24. Section 59 of the 1967 Act sets out the role of the Parole Board:
"59. (1) For the purposes of exercising the functions
conferred on it by this part of this Act as respects England and
Wales there shall be a body known as the Parole Board ...
consisting of a chairman and not less than four other members
appointed by the Secretary of State.
...
(3) It shall be the duty of the Board to advise the
Secretary of State with respect to:
(a) the release on licence under section 60 (1) or 61, and
the recall under section 62, of this Act of persons whose cases
have been referred to the Board by the Secretary of State ..."
Recent legislation
25. Under Section 34 of the Criminal Justice Act 1991, which has come
into force on 1 October 1992, a discretionary life prisoner will be
able to require that his case be referred to the Parole Board after he
has served the "tariff" part of his sentence. The Board will have the
power to direct the prisoner's release and the Secretary of State will
then be under a duty to release the prisoner on licence.
III. OPINION OF THE COMMISSION
A. Complaint declared admissible
26. The Commission declared admissible the applicant's complaint that
he was unable to have the continued lawfulness of his detention
determined by a court.
B. Point at issue
27. Accordingly, the issue to be determined is whether there has been
a violation of Article 5 para. 4 (Art. (5-4) of the Convention.
C. Article 5 para. 4 (Art. 5-4)
28. Article 5 para.4 (Art. 5-4) provides that:
"Everyone who is deprived of his liberty by arrest or detention
shall be entitled to take proceedings by which the lawfulness of
his detention shall be decided speedily by a court and his
release ordered if the detention is not lawful."
29. The case-law of the Commission and Court establishes that
prisoners serving a sentence of discretionary life sentence are
entitled under the above provision to take proceedings to have the
lawfulness of their detention decided by a court where the punitive or
"tariff" period of their sentence has expired (see Eur. Court H.R.,
Weeks judgment of 2 March 1987, Series A no. 114 and the Thynne, Wilson
and Gunnell judgment of 25 October 1990, Series A no. 190).
30. In the Thynne, Wilson and Gunnell case (loc. cit. p. 30 para.79),
the Court stated:
"Article 5 para. 4 (Art. 5-4) does not guarantee a right to
judicial control of such scope as to empower the 'court' on all
aspects of the case, including questions of expediency, to
substitute its own discretion for that of the decision-making
authority; the review should, nevertheless, be wide enough to
bear on those conditions which, according to the Convention, are
essential for the lawful detention of a person subject to the
special type of deprivation of liberty ordered against these
three applicants..."
31. In light of the above, the Court held that neither the Parole
Board nor judicial review satisfied the requirements of Article 5
para. 4 (Art. 5-4).
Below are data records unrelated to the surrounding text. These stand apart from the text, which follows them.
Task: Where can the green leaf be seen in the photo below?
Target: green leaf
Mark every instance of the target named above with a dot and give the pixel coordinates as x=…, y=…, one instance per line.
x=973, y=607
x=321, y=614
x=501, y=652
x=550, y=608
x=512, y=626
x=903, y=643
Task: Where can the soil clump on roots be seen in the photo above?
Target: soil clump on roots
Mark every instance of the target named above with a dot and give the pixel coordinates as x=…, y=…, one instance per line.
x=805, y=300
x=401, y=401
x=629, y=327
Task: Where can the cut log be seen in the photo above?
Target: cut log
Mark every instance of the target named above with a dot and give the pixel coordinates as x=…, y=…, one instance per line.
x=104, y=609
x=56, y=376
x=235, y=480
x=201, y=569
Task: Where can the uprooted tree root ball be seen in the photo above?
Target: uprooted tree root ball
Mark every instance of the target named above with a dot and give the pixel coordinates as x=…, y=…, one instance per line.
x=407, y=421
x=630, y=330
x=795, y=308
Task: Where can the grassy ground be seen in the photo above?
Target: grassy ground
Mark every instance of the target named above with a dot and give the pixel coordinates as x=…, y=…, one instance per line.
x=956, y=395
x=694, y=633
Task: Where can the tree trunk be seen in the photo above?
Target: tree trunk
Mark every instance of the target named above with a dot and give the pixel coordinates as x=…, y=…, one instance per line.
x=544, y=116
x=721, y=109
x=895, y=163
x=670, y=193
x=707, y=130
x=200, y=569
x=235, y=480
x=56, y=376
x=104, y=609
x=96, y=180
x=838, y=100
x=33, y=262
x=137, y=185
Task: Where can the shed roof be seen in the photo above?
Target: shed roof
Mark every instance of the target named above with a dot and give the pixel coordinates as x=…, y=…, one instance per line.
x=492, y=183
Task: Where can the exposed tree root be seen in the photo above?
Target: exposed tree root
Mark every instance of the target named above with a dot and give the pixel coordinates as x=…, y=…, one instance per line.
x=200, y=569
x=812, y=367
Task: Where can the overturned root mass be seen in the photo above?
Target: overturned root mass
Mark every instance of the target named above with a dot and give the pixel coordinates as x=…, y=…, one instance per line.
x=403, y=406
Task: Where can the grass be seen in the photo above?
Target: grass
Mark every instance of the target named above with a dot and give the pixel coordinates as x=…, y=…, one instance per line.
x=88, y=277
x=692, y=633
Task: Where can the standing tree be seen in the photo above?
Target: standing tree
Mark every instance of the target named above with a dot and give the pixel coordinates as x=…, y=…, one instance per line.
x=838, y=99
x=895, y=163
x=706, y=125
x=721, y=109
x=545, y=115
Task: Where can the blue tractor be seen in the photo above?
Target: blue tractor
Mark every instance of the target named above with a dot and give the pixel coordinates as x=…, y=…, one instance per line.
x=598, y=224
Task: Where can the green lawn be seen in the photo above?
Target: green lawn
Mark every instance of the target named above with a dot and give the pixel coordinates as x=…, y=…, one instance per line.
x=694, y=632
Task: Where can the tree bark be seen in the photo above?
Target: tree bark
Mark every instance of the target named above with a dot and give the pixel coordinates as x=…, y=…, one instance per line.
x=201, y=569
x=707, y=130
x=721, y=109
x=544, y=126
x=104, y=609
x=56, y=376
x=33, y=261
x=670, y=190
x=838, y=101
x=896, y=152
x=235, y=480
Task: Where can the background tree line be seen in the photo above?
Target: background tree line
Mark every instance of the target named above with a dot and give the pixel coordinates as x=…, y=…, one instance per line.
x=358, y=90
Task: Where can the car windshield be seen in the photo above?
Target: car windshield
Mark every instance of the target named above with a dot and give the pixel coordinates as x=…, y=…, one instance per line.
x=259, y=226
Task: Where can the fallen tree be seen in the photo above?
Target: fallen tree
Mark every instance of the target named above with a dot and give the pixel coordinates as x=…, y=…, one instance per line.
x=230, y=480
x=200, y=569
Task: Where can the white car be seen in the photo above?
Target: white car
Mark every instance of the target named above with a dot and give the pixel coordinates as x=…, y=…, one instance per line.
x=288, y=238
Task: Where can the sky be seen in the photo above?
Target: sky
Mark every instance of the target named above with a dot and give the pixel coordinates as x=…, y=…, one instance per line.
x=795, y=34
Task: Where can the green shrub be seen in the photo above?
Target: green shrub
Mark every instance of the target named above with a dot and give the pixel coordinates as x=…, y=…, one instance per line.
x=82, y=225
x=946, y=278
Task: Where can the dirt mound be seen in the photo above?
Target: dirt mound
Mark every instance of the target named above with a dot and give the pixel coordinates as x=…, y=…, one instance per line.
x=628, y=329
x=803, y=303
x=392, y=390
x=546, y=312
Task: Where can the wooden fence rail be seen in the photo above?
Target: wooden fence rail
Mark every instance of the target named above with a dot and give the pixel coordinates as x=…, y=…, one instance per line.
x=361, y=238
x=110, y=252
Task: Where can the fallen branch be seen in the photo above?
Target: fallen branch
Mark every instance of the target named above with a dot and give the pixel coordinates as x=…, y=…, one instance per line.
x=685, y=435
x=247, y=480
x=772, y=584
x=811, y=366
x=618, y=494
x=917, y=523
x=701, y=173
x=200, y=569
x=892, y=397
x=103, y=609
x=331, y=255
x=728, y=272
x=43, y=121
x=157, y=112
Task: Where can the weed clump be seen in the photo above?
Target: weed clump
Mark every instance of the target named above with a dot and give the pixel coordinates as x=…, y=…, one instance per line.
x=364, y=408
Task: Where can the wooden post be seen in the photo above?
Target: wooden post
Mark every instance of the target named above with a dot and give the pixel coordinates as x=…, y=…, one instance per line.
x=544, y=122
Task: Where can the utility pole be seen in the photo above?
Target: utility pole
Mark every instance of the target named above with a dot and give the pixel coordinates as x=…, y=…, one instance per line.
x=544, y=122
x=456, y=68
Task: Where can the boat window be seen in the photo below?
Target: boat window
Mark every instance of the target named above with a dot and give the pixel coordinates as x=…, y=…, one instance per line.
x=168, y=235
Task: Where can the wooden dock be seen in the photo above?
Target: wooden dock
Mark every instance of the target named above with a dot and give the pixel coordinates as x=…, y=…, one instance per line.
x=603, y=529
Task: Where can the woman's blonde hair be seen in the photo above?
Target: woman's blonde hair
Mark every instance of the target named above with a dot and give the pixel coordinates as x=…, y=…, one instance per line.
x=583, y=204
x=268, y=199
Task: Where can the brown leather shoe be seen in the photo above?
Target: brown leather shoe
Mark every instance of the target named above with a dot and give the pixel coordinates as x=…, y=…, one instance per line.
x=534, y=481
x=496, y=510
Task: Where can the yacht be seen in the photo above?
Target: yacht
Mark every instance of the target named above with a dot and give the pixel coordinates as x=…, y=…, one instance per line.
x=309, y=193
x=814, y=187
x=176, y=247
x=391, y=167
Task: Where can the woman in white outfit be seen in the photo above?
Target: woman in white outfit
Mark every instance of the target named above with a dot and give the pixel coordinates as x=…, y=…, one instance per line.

It based itself on its findings in the Weeks case
(loc. cit. pp. 30-33, paras. 62-69) in which it found, inter alia ,
that the Parole Board lacked the power of decision and procedural
guarantees required by that provision and that the scope of control
afforded by judicial review was not wide enough to include an
examination of whether the detention was consistent with and therefore
justified by the objectives of the indeterminate sentence imposed.
32. The present applicant is serving a discretionary life sentence
and the punitive or "tariff" part of his sentence expired in 1988.
Since then the question of the applicant's continued detention has been
considered by the Parole Board. The powers and procedures of this body
have changed with the implementation of new legislation. These changes
are however not in issue in the present case which is only concerned
with the situation prevailing under the legislation described in
paras. 17 to 22 above. In light of the above case-law, the Commission
finds
that, under that legislation, the applicant was not able to have the
lawfulness of his continued detention reviewed by a body satisfying the
requirements of Article 5 para. 4 (Art. 5-4) of the Convention.
D. Conclusion
33. The Commission concludes, unanimously, that there has been a
violation of Article 5 para. 4 (Art. 5-4) of the Convention.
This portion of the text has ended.